I look at rock formations and mountains the same way some people salivate over foreign cars. It's a specific kind of compulsion I can only compare with my physical need to create. If I spend too many days in the city, I develop a fever. Like any head cold it's a small annoyance. In time, it becomes a full-body ailment. I must breathe mountain air. I have to, at any cost, know what it feels like to touch the sky, regardless of how many summits I've been on. I have to stand on the edge of a new precipice and stare one thousand feet down to the valley below.
This phenomenon has a name, first coined by the French. They call it l'appel du vide--the call of the void. In scientific literature it is called, much less romantically, the high place phenomenon.
It's the inexplicable urge to jump when you ought to cling to a guard rail.
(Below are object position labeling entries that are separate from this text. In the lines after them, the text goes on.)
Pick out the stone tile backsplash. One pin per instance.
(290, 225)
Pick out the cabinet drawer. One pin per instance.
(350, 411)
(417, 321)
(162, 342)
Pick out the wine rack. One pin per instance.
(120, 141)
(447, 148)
It's skydiving when everyone else is content with Economy. It's smoking on the roof when everyone at the party is content with the balcony. To be clear, this is not a suicidal impulse people have. It's an innate desire to simultaneously move toward and recoil from danger. This fender-bender between the conscious and subconscious mind is, for me, an affirmation that our lives are perilously, wonderfully balanced on the sharp of a knife. I can only fully appreciate everything I am when I have the clarity to imagine a world without.
Some appreciate the abundance in their lives by toasting fine wines or traveling to exotic places. I prefer to savor the incredible rush of the void, drinking just enough to safely step back.
I have driven hundreds of miles, sometimes through the night or pre-dawn dark, to capture this feeling. There is nothing quite like it. I hike through unknown wilderness for miles, just to scramble-climb-claw my way to a new summit. Only when it is impossible to proceed any further, only when I have reached the crossroad of land and sky, am I quite sure:
I am one incredibly small person, alone on a mountain. It is one of millions on this blue rock, dancing through a neighborhood of rocks. I am orbiting one of a billion suns, in a galaxy with billions of sisters just like ours, in what may be one universe of many. I have just spent all day, all night, and every ounce of energy I have to feel this small. Everything I have done to get to this place has been entirely about me, and yet not at all about me.
Being so far away from everything I do, everything I think is happening only to me, and everything I think I have, is a great place for reflection. I wonder if I have been honoring myself, or if I have only been serving myself. I wonder if I have been living to my fullest, or if I am only just alive. I wonder about what other people wonder, and how they may feel, or what it must feel like to be them for a day or an hour or a year. Sometimes I laugh at the top. Sometimes I cry. The edge of the void is my own personal crossroad.
Suppose I take one fork in the road--suppose I jump. Suppose I take the risk. Suppose I make a bad decision. Suppose I frown when I should have smiled. It's fine, because I am just one tiny person in a vast, ever-changing cosmos.
Suppose I chart a different course. Suppose I design a life of abundance and success. Suppose I do great things, whatever that even means, for the rest of my life. Everything is still fine, because I am one tiny person hurtling through space and all I did was my best.
'Crossroad' is a meditation on this idea: we are all wandering mapless in a wilderness of choice, and every choice we make is at once massively important yet not at all. It asks you to step to the edge of your "self" and into yourself--your personal void. In doing so, ponder everything that isn't there, or perhaps, what you've spent all your time filling it with.